Hyperview was recorded with producer Will Yip, who has worked on the lion’s share of the band’s releases as their producer, recording engineer and their mixer. As well as differing from a stylistic approach, Russin notes that the writing itself was a substantial change from how the quartet – completed by Ned’s twin brother, Ben, on drums, as well as guitarists Jamie Rhoden and Shane Moran – have done things previously. “This is the first record that felt like it was a real collaborative effort in the studio,” he explains. “It really came together while we were all in there and trying to make it work. The other records that we’ve done was simply a matter of having a bunch of songs and wanting to just go in and record them. This time we took a route completely different to that which we’ve gone in the past. When you get out of that, your mentality is really different.”

The band recorded at Studio 4 in Conshohocken, a suburb of Philadelphia, and have gone on record stating that everyone from Dinosaur Jr. to The Beach Boys have served as influences for the album’s directives. It’s also worth pointing out that the album is the band’s first for their new label, ANTI- Records, home to artists as diverse as Tom Waits, Mavis Staples, The Antlers and Bob Mould. Even with this entire context in consideration, the band still seek to have this context extracted when it comes down to the songs. Title Fight wish to be judged on their music and their music alone.

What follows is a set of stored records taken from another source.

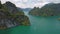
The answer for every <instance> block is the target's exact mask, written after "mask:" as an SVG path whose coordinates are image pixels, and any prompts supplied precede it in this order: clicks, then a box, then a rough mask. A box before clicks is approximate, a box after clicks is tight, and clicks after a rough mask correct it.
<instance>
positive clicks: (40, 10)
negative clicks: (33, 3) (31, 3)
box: [29, 3, 60, 16]
mask: <svg viewBox="0 0 60 34" xmlns="http://www.w3.org/2000/svg"><path fill="white" fill-rule="evenodd" d="M29 14H31V15H36V16H60V3H58V4H55V3H49V4H46V5H45V6H43V7H42V8H38V7H35V8H33V9H32V10H31V11H30V12H29Z"/></svg>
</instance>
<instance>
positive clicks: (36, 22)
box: [0, 12, 60, 34]
mask: <svg viewBox="0 0 60 34" xmlns="http://www.w3.org/2000/svg"><path fill="white" fill-rule="evenodd" d="M27 13H28V12H25V15H27V16H28V17H29V19H30V23H31V26H17V27H14V28H10V29H7V30H0V34H60V21H58V20H57V18H59V16H51V17H42V16H32V15H28V14H27Z"/></svg>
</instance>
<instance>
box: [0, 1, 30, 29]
mask: <svg viewBox="0 0 60 34" xmlns="http://www.w3.org/2000/svg"><path fill="white" fill-rule="evenodd" d="M18 25H30V22H29V18H28V17H27V16H25V15H24V13H23V11H22V10H21V11H20V10H18V9H17V7H16V6H15V5H14V4H13V3H11V2H9V1H8V2H6V3H5V4H1V2H0V29H7V28H11V27H15V26H18Z"/></svg>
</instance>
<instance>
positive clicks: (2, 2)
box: [1, 0, 60, 8]
mask: <svg viewBox="0 0 60 34" xmlns="http://www.w3.org/2000/svg"><path fill="white" fill-rule="evenodd" d="M1 1H2V3H5V2H6V1H11V2H12V3H14V4H15V5H16V6H17V7H21V8H33V7H34V6H36V7H42V6H44V5H45V4H47V3H49V2H55V3H59V2H60V0H1Z"/></svg>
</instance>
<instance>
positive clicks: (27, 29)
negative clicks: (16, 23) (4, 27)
mask: <svg viewBox="0 0 60 34" xmlns="http://www.w3.org/2000/svg"><path fill="white" fill-rule="evenodd" d="M29 31H30V26H17V27H13V28H9V29H6V30H0V34H20V33H21V34H29Z"/></svg>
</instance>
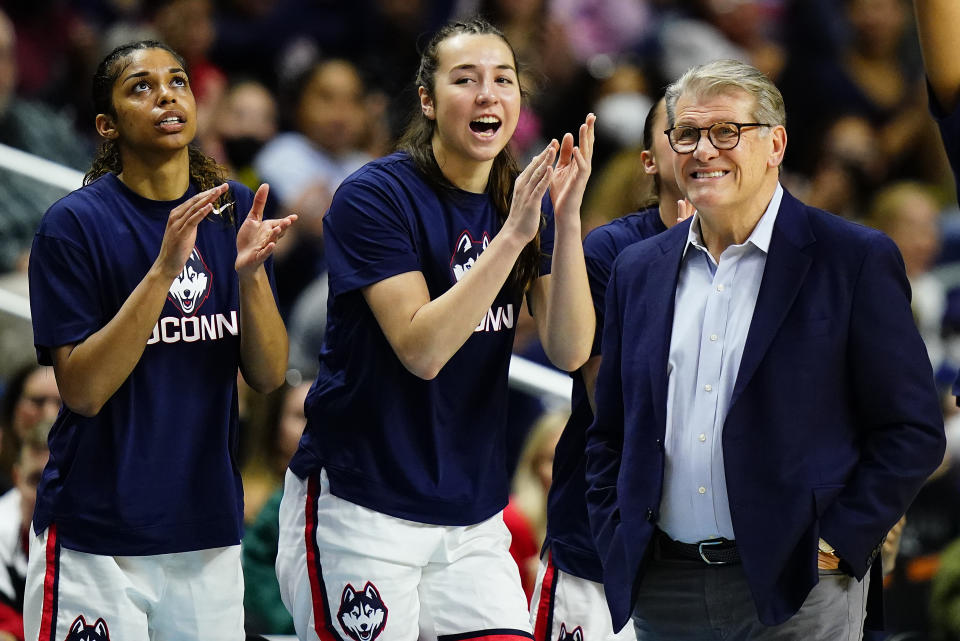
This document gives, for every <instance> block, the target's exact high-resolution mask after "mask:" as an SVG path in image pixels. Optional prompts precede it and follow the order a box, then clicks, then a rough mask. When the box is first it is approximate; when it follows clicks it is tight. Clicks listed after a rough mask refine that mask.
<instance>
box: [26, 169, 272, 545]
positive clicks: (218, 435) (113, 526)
mask: <svg viewBox="0 0 960 641" xmlns="http://www.w3.org/2000/svg"><path fill="white" fill-rule="evenodd" d="M230 190H231V194H232V196H233V198H234V199H235V201H236V202H235V205H234V208H233V212H234V215H235V217H236V218H239V219H241V220H238V221H237V223H236V224H237V225H239V223H240V222H242V218H243V217H244V216H245V215H246V213H247V212H248V211H249V210H250V205H251V203H252V201H253V194H252V193H251V191H250V190H249V189H248V188H247V187H244V186H243V185H241V184H239V183H235V182H230ZM196 193H197V189H196V188H195V187H194V186H193V185H191V186H190V188H189V189H188V190H187V192H186V193H185V194H184V195H183V197H181V198H179V199H177V200H175V201H168V202H165V201H154V200H148V199H146V198H143V197H141V196H139V195H137V194H136V193H134V192H133V191H131V190H130V189H129V188H127V187H126V186H125V185H124V184H123V183H121V182H120V180H119V179H118V178H117V177H116V176H115V175H114V174H107V175H105V176H103V177H101V178H100V179H98V180H96V181H95V182H93V183H91V184H90V185H88V186H86V187H83V188H81V189H79V190H77V191H75V192H73V193H71V194H69V195H67V196H66V197H64V198H63V199H61V200H60V201H58V202H56V203H55V204H54V205H53V206H52V207H50V209H49V210H48V211H47V213H46V214H45V215H44V217H43V220H42V221H41V223H40V227H39V229H38V231H37V234H36V236H35V238H34V242H33V249H32V250H31V255H30V270H29V276H30V306H31V310H32V314H33V331H34V343H35V344H36V349H37V358H38V360H39V361H40V363H43V364H52V357H51V349H52V348H54V347H57V346H60V345H65V344H69V343H77V342H80V341H82V340H84V339H85V338H86V337H88V336H89V335H91V334H93V333H94V332H96V331H98V330H99V329H101V328H102V327H103V326H104V325H105V324H106V323H107V322H108V321H110V319H112V318H113V317H114V316H115V315H116V313H117V311H118V310H119V309H120V306H121V305H122V304H123V303H124V301H126V299H127V298H128V296H129V295H130V293H131V292H132V291H133V289H134V288H135V287H136V286H137V285H138V284H139V283H140V281H141V280H142V279H143V277H144V276H145V275H146V273H147V271H148V270H149V269H150V267H151V265H152V264H153V262H154V260H155V259H156V257H157V255H158V254H159V250H160V243H161V239H162V237H163V233H164V229H165V227H166V221H167V218H168V215H169V212H170V210H171V209H173V208H174V207H176V206H177V205H178V204H180V203H182V202H183V201H185V200H186V199H188V198H189V197H191V196H193V195H194V194H196ZM236 257H237V248H236V228H235V227H234V225H233V224H231V223H230V222H228V221H227V220H225V219H223V218H221V217H219V216H209V217H208V218H207V219H205V220H204V221H202V222H201V223H200V225H199V227H198V230H197V240H196V245H195V248H194V251H193V253H192V254H191V255H190V258H189V259H188V260H187V263H186V266H185V267H184V270H183V272H181V274H180V276H179V277H178V278H177V279H176V280H175V281H174V283H173V285H172V286H171V288H170V291H169V294H168V295H167V301H166V303H165V304H164V307H163V311H162V312H161V313H160V317H159V319H158V322H157V324H156V326H155V327H154V330H153V334H152V336H151V337H150V338H149V339H148V341H147V346H146V348H145V350H144V352H143V356H142V357H141V358H140V361H139V362H138V363H137V365H136V367H135V368H134V369H133V372H131V374H130V376H129V377H128V378H127V380H126V381H124V383H123V384H122V385H121V386H120V388H119V389H118V390H117V391H116V393H115V394H114V395H113V396H112V397H111V398H110V399H109V400H108V401H107V403H106V404H105V405H104V407H103V409H101V410H100V412H99V413H98V414H97V415H96V416H94V417H91V418H87V417H84V416H81V415H79V414H76V413H74V412H71V411H70V410H69V409H67V408H64V409H63V410H61V412H60V415H59V416H58V417H57V420H56V423H55V424H54V426H53V428H52V430H51V432H50V438H49V442H50V461H49V463H48V464H47V467H46V468H45V469H44V472H43V478H42V480H41V482H40V486H39V489H38V491H37V505H36V512H35V513H34V521H33V523H34V529H35V530H36V531H37V532H42V531H43V530H44V529H45V528H46V527H47V526H48V525H50V524H51V523H55V524H56V525H57V532H58V535H59V538H60V541H61V544H62V545H63V546H64V547H67V548H70V549H74V550H79V551H81V552H89V553H93V554H103V555H143V554H165V553H170V552H184V551H189V550H198V549H204V548H214V547H221V546H227V545H236V544H238V543H239V542H240V537H241V535H242V528H243V490H242V487H241V482H240V475H239V473H238V469H237V465H236V457H235V454H236V443H237V426H238V421H237V368H238V365H239V349H240V305H239V282H238V277H237V272H236V270H235V268H234V262H235V260H236ZM268 273H270V272H269V269H268Z"/></svg>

“For us, a record is for ourselves,” says Russin. “We want it to be our best possible output at the time. We want it to be as true to ourselves as possible, and not let outside influences bare too much power over what we do. It was weird for me, personally. We got into the studio and we knew we were changing direction a bit, and it was a really hectic experience. There was a pressure we had never felt before – there was new label stuff, as well as this uncertainty as to whether anyone would even like it. In a funny way, though, all of that made the songs have the kind of attitude that they have. We had people’s attention – this was us deciding what to do with it.”

Unprompted, Russin delves into his take on the weight of anticipation and expectation that come with the band’s current profile. Having transcended the DIY/underground scene and having scored appearances on bills as notable as Coachella and Reading and Leeds, there are more eyes on the band than ever before. One could certainly view Hyperview as a response to that on several levels, but Russin comes from the standpoint that they would have ended up at the same conclusion regardless of outside influence.

“It’s about proving ourselves,” he says. “Proving we’re capable songwriters, proving that this band can be anything that we make it. This album is an opportunity on a level we’ve never known before. It’s a big thing for us; it’s not lost on us. It’s rough sometimes – it makes you reconsider everything that you’re doing, the decisions that you’re making, the songs that you’re writing, the direction you’re trying to go. That kind of pressure tests the authenticity of what you’re doing. Are you doing it because this is what you want to do, or are you doing this just because you think it’s what’s expected of you?”

So, here we are, within touching distance of Hyperview being released into the great unknown. Although a reaction from every single listener is impossible to gauge, exactly what does Russin
want people to get out of the record?

“I want people to be able to appreciate that aspect of it,” he says, clarifying: “The work that we did. The arrangements, the writing, the re-writings. I would like for people to respect this album as a creative endeavour, to respect all that we did to make this the very best record that we could. At the same time, I really want people to have a guttural response to it.” He pauses, before adding: “I want people to be honest to that.”